Compte-rendu, concert. Paris, Philharmonie, le 9 mai 2017. Adams, Tchaïkovski, Berlioz. Hilary Hahn (violon), Leonard Slatkin (direction), Orchestre national de Lyon. Proposant un programme très contrasté (trois œuvres, trois époques, trois styles différents), c’est avec une pièce contemporaine du compositeur américain John Adams, The Chairman Dances, que débute ce soir le concert à la Philharmonie de Paris. Jouant sur de subtils décalages entre les instruments, la mise en place de cette pièce exige une précision impeccable, assurée de bout en bout par Leonard Slatkin à la tête de l’Orchestre national de Lyon. Sur un ostinato rythmique passant d’une voix à l’autre, trahissant l’influence du courant minimaliste, chaque intervention se fait par petite touches, à l’image des innombrables points de couleur d’un tableau de Seurat. Différents thèmes se succèdent, dans lesquels Adams se réfère aux multiples influences qui font la musique américaine, depuis le jazz de Gershwin jusqu’aux musiques hollywoodiennes de Bernard Herrmann. Mais on perçoit aussi par moments des harmonies qui nous rappellent le compositeur anglais Michael Nyman, contemporain de Adams et influencé comme lui par la musique minimaliste. La pièce se termine dans un grand decrescendo où les instruments disparaissent les uns après les autres, pour ne plus laisser entendre que l’ostinato aux percussions, jusqu’à extinction totale du son.

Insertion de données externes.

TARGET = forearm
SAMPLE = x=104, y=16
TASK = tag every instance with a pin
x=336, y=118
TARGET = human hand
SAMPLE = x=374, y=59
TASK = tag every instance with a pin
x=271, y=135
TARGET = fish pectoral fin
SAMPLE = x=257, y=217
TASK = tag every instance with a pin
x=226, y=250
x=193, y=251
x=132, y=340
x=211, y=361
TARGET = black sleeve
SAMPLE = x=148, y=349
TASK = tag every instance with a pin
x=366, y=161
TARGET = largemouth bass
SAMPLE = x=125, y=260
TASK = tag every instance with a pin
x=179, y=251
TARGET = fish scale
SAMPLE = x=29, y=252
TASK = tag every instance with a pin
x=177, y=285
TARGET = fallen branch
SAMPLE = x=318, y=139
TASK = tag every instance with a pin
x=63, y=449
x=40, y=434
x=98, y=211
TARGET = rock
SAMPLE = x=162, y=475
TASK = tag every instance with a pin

Vient ensuite le Concerto pour violon de Tchaïkovski, porté par la soliste américaine Hilary Hahn. Après une introduction orchestrale dynamique et percutante, le violon solo entre en scène. Quel son ! Quelle précision dans les attaques ! Quelle netteté dans chaque note ! Hilary Hahn apporte un soin à chacun de ses gestes, longuement étudiés et scrupuleusement travaillés. La jeune femme, prodige du violon, joue avec ce quelque chose qui semble nous dire que le talent ne suffit pas : à l’entendre, on prend conscience des heures de répétition nécessaires en amont pour obtenir une telle perfection dans la sonorité. Au-delà de l’aspect technique, Hilary Hahn est également capable de s’approprier la partition en y apportant sa propre interprétation, sa propre vision de l’œuvre qu’elle nous fait partager. Avec elle, la musique prend son temps, respire, et gagne tout son sens. À ses côté, Leonard Slatkin affiche une sereine décontraction, attentif à sa soliste, suivant les inflexions de ses phrases et respectant ses temps de pause. Après un premier mouvement haut en couleurs, le second laisse place à la douce plainte d’une mélodie typiquement russe. Au son feutré de son violon en sourdine, Hilary Hahn nous emmène cette fois dans un monde empli de poésie.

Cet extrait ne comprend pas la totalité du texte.